Q&A: How does the Covid-19 income support scheme work and who qualifies?

State subsidy aims to prop up employee incomes during the coronavirus pandemic

What about those taking home over €76,000? No subsidy is available for these earners.

What about those taking home over €76,000? No subsidy is available for these earners.


How will it work?

The income support scheme is designed to help companies to retain employees on their books through the duration of the pandemic by paying a subsidy equal to up to 70 per cent of their take-home pay, to a maximum of €410 a week.

Employers are encouraged to top this up if they can. If they top up the payment, employers should pay no more than their normal take-home pay. Payments are made through the normal payroll process.

How do you qualify?

The scheme is available to employers in all sectors – excluding the public service and non-commercial semi-state sector – whose business activities are affected adversely by the coronavirus pandemic. The employer must show they have lost at least 25 per cent of turnover. An assessment will also be made of the company’s liquidity however companies with cash reserves can still qualify. They will be expected to pay a significant portion of the wages, according to Revenue guidance.

Further details will be outlined in guidance notes due after the legislation is passed. It is available to employers who retain staff on payrolls and for workers who may be temporarily not working or on reduced hours or pay. Employers must be unable to pay normal wages and normal outgoings fully.


are employers

reimbursed by the State?

Employers will be recompensed for paying employees through the Revenue Commissioners as operators of the scheme. Reimbursements will be made within two working days.

For how long will it run?

The scheme, which has yet to be approved by the Dáil, will run initially for 12 weeks from March 26th. The scheme is designed so that it will allow employers to retain links to their workers for when business picks up after the crisis.

What happens to income tax,


Income tax and the Universal Social Charge will not be applied to the subsidy payment through the payroll. Employee PRSI [Pay Related Social Insurance] will not apply to the subsidy or any top-up payments by the employer. Employers’ PRSI will not apply to the subsidy and will be reduced from 11.5 per cent to 0.5 per cent on the top-up.

How does this work for earnings up to €38,000 a year?

The scheme is specifically designed to help this group, which includes many working in the worst-affected sectors, such as pubs, hotels and retail. Based on a subsidy of up to 70 per cent of take-home pay, a single person on €30,000 a year with after-tax pay of €489 a week will have their earnings subsidised by the Government to the tune of €342 a week. Their employer can top it up as far as possible to their previous salary if they have the cash.

For someone on €35,000, their current take-home pay is €558 a week. They would receive €391 from their employer, who will then be refunded. The maximum subsidy is €410 a week for someone on €38,000.

And for

earnings between

€38,000 and


Officials are still finalising exactly how this will work for middle-income earners. They are not seen as quite as vulnerable to lay-off as the lower-paid group, though many businesses will inevitably be looking at pay cuts and lay-offs in this group also.

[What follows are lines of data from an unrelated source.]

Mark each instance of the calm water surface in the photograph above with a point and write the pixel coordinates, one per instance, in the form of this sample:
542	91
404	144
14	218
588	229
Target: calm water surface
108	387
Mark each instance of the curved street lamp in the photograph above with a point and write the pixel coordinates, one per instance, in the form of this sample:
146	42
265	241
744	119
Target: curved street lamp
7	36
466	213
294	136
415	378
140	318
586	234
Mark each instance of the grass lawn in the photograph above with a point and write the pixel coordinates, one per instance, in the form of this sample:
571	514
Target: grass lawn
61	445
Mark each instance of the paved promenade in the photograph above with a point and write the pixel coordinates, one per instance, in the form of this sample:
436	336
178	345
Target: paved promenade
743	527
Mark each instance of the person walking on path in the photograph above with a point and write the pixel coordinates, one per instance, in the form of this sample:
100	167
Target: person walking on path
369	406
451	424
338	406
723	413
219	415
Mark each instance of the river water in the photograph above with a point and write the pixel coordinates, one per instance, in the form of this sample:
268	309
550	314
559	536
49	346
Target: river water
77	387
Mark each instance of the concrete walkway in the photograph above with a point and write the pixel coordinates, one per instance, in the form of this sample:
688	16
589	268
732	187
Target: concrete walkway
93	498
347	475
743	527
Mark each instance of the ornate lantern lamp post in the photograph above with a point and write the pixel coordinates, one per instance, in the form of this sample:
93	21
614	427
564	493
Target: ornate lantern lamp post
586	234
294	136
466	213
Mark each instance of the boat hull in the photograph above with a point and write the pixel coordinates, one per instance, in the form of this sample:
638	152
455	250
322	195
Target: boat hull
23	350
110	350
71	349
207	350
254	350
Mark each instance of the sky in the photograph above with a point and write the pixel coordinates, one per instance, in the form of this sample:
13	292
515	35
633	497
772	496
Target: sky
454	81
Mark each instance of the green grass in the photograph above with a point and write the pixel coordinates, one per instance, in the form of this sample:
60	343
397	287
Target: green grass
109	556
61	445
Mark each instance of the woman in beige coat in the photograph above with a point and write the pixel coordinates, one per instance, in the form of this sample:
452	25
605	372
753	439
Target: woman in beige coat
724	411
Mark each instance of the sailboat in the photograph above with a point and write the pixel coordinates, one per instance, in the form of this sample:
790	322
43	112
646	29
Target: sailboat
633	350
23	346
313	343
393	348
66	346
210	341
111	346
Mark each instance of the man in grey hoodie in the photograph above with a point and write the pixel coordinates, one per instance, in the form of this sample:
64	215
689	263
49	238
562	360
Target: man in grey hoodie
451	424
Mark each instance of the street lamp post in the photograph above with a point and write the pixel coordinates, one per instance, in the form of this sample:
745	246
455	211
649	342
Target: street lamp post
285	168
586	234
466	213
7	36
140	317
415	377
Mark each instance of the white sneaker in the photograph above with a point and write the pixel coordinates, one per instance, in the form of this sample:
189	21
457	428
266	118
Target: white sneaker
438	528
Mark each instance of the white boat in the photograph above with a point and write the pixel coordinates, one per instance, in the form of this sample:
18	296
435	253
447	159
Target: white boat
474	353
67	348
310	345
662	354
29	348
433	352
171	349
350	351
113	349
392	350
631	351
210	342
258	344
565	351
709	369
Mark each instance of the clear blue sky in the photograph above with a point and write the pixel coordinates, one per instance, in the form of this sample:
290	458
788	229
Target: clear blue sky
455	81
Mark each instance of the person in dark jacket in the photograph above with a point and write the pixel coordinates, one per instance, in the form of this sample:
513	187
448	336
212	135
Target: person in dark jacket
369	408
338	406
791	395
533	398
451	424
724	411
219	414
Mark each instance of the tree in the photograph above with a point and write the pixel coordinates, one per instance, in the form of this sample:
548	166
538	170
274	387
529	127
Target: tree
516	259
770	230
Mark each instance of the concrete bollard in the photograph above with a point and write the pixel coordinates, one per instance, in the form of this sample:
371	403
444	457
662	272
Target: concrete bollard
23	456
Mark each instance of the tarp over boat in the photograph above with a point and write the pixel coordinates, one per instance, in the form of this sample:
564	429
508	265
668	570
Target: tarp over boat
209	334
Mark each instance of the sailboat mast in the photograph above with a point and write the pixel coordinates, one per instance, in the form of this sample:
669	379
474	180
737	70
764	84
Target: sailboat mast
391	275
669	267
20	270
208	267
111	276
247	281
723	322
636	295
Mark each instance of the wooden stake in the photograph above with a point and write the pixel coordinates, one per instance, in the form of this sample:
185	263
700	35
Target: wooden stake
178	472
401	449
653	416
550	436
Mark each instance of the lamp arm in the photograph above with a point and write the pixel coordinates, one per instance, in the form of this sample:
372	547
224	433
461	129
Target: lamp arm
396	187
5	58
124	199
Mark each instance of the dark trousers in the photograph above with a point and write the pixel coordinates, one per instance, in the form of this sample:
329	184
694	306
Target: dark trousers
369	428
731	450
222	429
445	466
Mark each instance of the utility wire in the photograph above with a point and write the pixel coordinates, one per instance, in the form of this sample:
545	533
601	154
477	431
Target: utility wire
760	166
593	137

The information released to date says that an income subsidy of up to €350 a week would be available, through employers, for people in this earnings bracket. How exactly this will work is still to be outlined and under the legislation is a matter for the Minister for Finance to decide. The Revenue Commissioners say they do not expect the payment to be graduated for different income levels. Initially it had been thought this might happen.

What about earnings

above €76,000

No subsidy is available for these earners. The scheme is designed to help lower- and middle-income employees.

How will it

be operational so quickly?

For the first few weeks, once firms register for the scheme, they will receive the full €410 a week for all qualifying employees – even for the €38,000 to €76,000 group who will receive a maximum of €350 a week when the scheme is fully operational. This is designed to get the scheme up and running immediately.

The Revenue has not outlined in detail what arrangement will be put in place to recoup overpayments as the majority will not qualify for the full €410 subsidy when the scheme is fully operational in mid-April.

What are the complications?

It is reasonably straightforward for those earning up to €38,000, though some part-time employees might end up better off on the Covid-19 unemployment payment. Some way may be found to address this.

It is more complicated for the €38,000 to €76,000 group as tax and PRSI become much bigger complications on the amount of top-ups paid by employers. The hope is to work out the details to have it fully operational by April 20th.

For now, companies must apply by saying they meet the criteria and give details of their employees in various bands. The cash will start to flow and the full details will be worked out later.

What about the self-employed or unemployed?

Self-employed people who are out of work because of the pandemic or employees who are made redundant will be eligible for the State’s Covid-19 Pandemic Unemployment Payment of €350 rather than the income subsidy scheme run by the Revenue. They will be eligible on a similar basis as the Revenue scheme applies to employees.Further details are expected in the coming days. However proprietary directors do look set to qualify for the main income support scheme outlined above, provided they take a salary from their company.

Anyone who was unemployed before this crisis will continue to receive the jobseeker’s allowance of €203 a week.

*This article was updated to take account of new guidance from the Revenue Commissioners on Thursday 26th March. Further details can be found on the Revenue website.